Outro motorista que prefere não se identificar também chama a atenção dos passageiros:
— Nós priorizamos a segurança de todos. É evidente que não freamos para machucar ninguém, mas é instinto frear quando percebemos que vamos bater e aí os passageiros caem. No tempo que trabalho na empresa em uma dessas freadas bruscas uma pessoa caiu e se machucou. O passageiro precisa estar prevenido porque tudo pode acontecer, eu cuido o máximo, não vamos frear de propósito para derrubar os ninguém. Eu cuido o máximo, mas tem momentos em que é instintivo e precisamos fazer isso. Então a queda interna nesses momentos é inevitável e o passageiro tem que estar prevenido.
PREVINA-SE
Ao embarcar caminhe devagar e entre no ônibus com cuidado para não tropeçar nas escadas;
Passe pela catraca sempre se segurando nas barras laterais ou superiores e, se possível, com as duas mãos, até mesmo quando estiver sentado;
Se estiver de pé e com mochila nas costas, tente colocá-la próximo aos pés, para que quando os demais passageiros passarem não esbarrem em você e lhe tirem o equilíbrio;
Evite mexer no celular se estiver de pé;
Não caminhe no ônibus, mesmo quando estiver lotado, sem se segurar nas barras laterais, superiores ou nos bancos.
O QUE DIZEM
Os passageiros
— A cidade tem muitos veículos, e o nosso trânsito é muito movimentado, e esse dia a dia de andar de ônibus exige que também nos cuidemos mais para não ter machucados sérios — afirma Gabriel Center, 23, que já machucou o joelho após uma queda.
— A barra superior é muito alta e eu não alcanço e nem sempre os motoristas têm paciência para esperar que a gente consiga sentar e estar mais segura — diz a pensionista Neusa Coppe, 63.
— Depende dos dois, tanto do passageiro quanto do motorista, temos que cuidar, porque de pé é ainda mais fácil de cair — destaca a comerciária Graci de Souza, 30.

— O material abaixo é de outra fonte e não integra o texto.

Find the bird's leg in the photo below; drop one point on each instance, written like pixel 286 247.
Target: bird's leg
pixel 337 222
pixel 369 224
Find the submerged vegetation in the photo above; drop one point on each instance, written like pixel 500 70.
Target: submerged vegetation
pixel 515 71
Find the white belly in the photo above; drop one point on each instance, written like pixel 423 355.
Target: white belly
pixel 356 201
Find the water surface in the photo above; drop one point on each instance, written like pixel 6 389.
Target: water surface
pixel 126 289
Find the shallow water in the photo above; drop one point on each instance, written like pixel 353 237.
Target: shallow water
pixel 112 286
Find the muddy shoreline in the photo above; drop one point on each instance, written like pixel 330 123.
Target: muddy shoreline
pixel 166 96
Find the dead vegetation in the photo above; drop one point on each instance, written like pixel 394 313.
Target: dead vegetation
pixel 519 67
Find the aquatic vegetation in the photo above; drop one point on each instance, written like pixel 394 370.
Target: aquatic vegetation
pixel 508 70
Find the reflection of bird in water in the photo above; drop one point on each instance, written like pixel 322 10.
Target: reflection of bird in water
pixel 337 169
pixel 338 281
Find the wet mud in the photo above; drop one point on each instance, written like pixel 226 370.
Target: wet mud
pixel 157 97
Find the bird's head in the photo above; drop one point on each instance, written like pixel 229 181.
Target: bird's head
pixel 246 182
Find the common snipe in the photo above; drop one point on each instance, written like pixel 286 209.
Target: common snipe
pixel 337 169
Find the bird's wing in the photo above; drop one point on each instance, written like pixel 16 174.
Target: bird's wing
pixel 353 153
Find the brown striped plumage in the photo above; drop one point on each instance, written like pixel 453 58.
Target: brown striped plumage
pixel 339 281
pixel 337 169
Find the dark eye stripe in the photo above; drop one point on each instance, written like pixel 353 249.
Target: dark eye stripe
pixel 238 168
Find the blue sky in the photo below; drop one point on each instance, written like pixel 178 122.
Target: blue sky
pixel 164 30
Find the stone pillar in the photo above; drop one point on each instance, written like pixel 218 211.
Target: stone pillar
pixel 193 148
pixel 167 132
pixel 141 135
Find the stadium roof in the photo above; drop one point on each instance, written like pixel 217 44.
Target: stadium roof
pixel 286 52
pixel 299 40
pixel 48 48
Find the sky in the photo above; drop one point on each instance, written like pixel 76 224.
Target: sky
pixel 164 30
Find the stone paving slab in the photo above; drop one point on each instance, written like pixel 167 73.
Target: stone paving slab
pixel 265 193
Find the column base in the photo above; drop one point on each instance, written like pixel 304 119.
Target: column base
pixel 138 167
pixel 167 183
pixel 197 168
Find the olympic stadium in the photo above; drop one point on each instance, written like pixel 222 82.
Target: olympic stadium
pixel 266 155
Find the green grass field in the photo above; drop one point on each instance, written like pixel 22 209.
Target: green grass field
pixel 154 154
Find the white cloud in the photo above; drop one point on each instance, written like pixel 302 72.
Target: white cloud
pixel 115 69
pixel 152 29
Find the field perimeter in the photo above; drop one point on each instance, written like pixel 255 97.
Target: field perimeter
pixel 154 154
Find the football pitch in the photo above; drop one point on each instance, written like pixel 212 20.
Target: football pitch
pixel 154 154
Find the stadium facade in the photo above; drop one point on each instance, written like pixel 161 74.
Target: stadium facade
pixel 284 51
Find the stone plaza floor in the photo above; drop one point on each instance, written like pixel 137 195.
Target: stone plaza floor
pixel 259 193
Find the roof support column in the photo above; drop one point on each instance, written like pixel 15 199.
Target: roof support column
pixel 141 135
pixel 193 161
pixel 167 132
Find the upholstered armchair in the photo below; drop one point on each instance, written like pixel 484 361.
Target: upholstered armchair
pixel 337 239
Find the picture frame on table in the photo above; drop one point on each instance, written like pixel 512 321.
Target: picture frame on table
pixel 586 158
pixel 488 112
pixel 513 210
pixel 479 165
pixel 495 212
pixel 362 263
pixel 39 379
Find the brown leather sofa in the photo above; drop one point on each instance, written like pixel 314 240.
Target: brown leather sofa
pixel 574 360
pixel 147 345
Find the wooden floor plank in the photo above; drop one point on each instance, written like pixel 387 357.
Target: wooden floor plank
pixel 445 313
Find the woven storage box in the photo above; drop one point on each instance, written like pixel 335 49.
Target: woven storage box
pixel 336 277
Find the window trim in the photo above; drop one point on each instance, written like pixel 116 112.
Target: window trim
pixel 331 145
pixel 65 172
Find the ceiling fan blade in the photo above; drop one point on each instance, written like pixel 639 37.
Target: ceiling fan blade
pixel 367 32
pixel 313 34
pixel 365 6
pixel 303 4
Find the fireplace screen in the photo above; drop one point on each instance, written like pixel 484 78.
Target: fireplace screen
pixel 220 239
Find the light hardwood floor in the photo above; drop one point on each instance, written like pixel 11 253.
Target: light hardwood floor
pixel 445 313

— Procuro me segurar bem, mas depende tanto de mim, quanto do motorista. Eu que tenho mais idade, tenho mais dificuldade e preciso me segurar bem — afirma a aposentada Esterina Pedrotti, 79, que pede mais paciência aos motoristas.
— Eu procuro me segurar com as duas mãos sempre, mas também precisamos de motoristas mais compreensivos. Sei que eles têm horários a cumprir, mas se cairmos é pior, nos machucamos —ressalta a diarista Maria Sueli Nunes, 48 anos.
— Percebo que as pessoas não se cuidam. É claro que os motoristas precisam estar bem atentos, mas nós temos que nos segurar bem — diz Leandro Souza, autônomo.
— Me cuido muito mais hoje em dia e me seguro nas curvas e nas freadas bruscas para evitar machucados mais graves — conta Tainara Stroeher, 23. Natural de Feliz, a assistente jurídica ressalta que quando começou a andar de ônibus, caiu muitas vezes.
O que diz a Visate
A Visate está acompanhando o caso da aposentada Carolina Pedro Patrício para ressarcir os custos, mas como efetua o pagamento para quitar a dívida apenas uma vez, a família está aguardando o término do tratamento de Carolina para assinar os papéis, junto à empresa. A reportagem solicitou dados referentes às quedas junto à empresa, mas apesar de ressarcir os custos, alegou que não computa o número de atendimentos prestados pela empresa ao passageiros que caiam nos ônibus.